Who he is I don't know. He's a friend of Molly Rundle's, that is all I
can make out," I heard my new friend hail at the foot of the stairs.
I found myself in a very pretty, neat little sitting-room, with the
picture of a ship over the mantelpiece, and lumps of coral and large
shells, and shell flowers, on it, and bows and arrows, and spears and
models of eastern craft, and canoes from the Pacific, and some stuffed
birds and snakes, and, indeed, all sorts of curious things arranged in
brackets on the walls, or nailed up against them, or filling the shelves
of cabinets. Indeed, the room was a perfect museum, only much better
arranged than museums generally are.

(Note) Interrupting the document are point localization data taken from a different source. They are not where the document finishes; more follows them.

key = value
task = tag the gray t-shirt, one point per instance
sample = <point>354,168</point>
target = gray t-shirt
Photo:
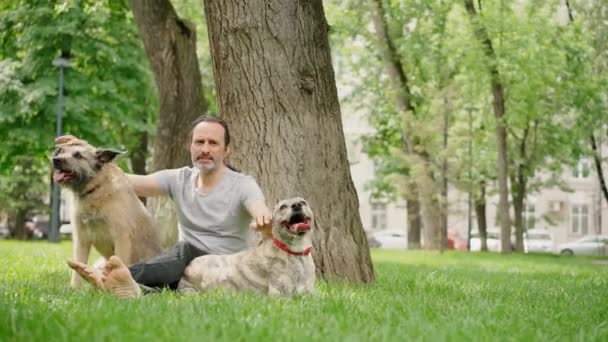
<point>217,221</point>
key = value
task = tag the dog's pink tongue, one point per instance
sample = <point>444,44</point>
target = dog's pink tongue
<point>303,226</point>
<point>58,176</point>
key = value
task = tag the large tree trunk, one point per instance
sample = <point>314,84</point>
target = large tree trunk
<point>480,213</point>
<point>276,89</point>
<point>170,43</point>
<point>498,104</point>
<point>430,210</point>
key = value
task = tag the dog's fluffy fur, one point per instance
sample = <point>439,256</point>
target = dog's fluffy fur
<point>108,215</point>
<point>266,268</point>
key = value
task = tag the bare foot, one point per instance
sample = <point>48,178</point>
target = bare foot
<point>118,279</point>
<point>91,274</point>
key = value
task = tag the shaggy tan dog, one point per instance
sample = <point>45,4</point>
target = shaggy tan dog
<point>281,265</point>
<point>108,215</point>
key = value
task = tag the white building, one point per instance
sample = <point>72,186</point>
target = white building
<point>566,215</point>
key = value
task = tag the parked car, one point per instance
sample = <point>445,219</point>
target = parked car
<point>391,238</point>
<point>588,245</point>
<point>539,240</point>
<point>492,239</point>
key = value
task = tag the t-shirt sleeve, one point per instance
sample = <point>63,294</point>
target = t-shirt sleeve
<point>167,179</point>
<point>251,191</point>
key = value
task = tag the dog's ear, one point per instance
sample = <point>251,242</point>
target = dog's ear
<point>107,155</point>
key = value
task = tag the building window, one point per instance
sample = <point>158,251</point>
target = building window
<point>378,216</point>
<point>580,219</point>
<point>529,217</point>
<point>581,170</point>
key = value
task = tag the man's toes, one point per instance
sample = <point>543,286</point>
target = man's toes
<point>76,265</point>
<point>114,262</point>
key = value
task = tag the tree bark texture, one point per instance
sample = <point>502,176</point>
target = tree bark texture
<point>276,89</point>
<point>498,105</point>
<point>170,43</point>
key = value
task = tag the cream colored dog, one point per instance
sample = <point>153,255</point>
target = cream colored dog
<point>108,215</point>
<point>281,265</point>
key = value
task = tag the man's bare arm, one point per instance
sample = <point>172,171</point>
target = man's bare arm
<point>145,186</point>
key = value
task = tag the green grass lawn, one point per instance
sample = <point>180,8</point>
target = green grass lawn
<point>417,296</point>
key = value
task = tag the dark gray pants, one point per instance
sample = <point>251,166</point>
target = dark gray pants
<point>165,270</point>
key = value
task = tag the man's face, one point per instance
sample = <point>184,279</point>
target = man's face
<point>207,148</point>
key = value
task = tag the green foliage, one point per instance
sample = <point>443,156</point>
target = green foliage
<point>418,296</point>
<point>553,73</point>
<point>193,11</point>
<point>109,91</point>
<point>26,186</point>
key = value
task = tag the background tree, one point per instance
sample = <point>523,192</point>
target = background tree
<point>276,88</point>
<point>109,94</point>
<point>170,43</point>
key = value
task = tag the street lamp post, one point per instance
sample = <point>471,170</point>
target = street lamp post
<point>61,62</point>
<point>470,110</point>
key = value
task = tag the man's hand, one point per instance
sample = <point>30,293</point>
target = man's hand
<point>262,218</point>
<point>67,138</point>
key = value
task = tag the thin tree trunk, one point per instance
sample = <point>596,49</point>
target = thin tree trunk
<point>16,224</point>
<point>276,89</point>
<point>430,205</point>
<point>414,223</point>
<point>598,167</point>
<point>138,157</point>
<point>170,43</point>
<point>519,189</point>
<point>480,213</point>
<point>444,177</point>
<point>435,236</point>
<point>596,157</point>
<point>498,105</point>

I had some little time to look
about me. "Well, Aunt Bretta is comfortably housed at all events," I
thought to myself.
At last the door opened, and a portly fair dame, with fair hair and a
pleasant smile on her countenance, entered the room. "Who are you
inquiring for, young man?" said she, dropping a sort of curtsey.
I looked at her very hard without answering. "Yes, it must be Aunt
Bretta," I thought. "But if it is her, she is a good deal changed. And
yet I don't know. Those kind eyes and that smile are just the same.
Oh, yes, it is her."
"Aunt Bretta," I exclaimed, running towards her; "don't you know me?
I'm Willand Wetherholm, your nephew!"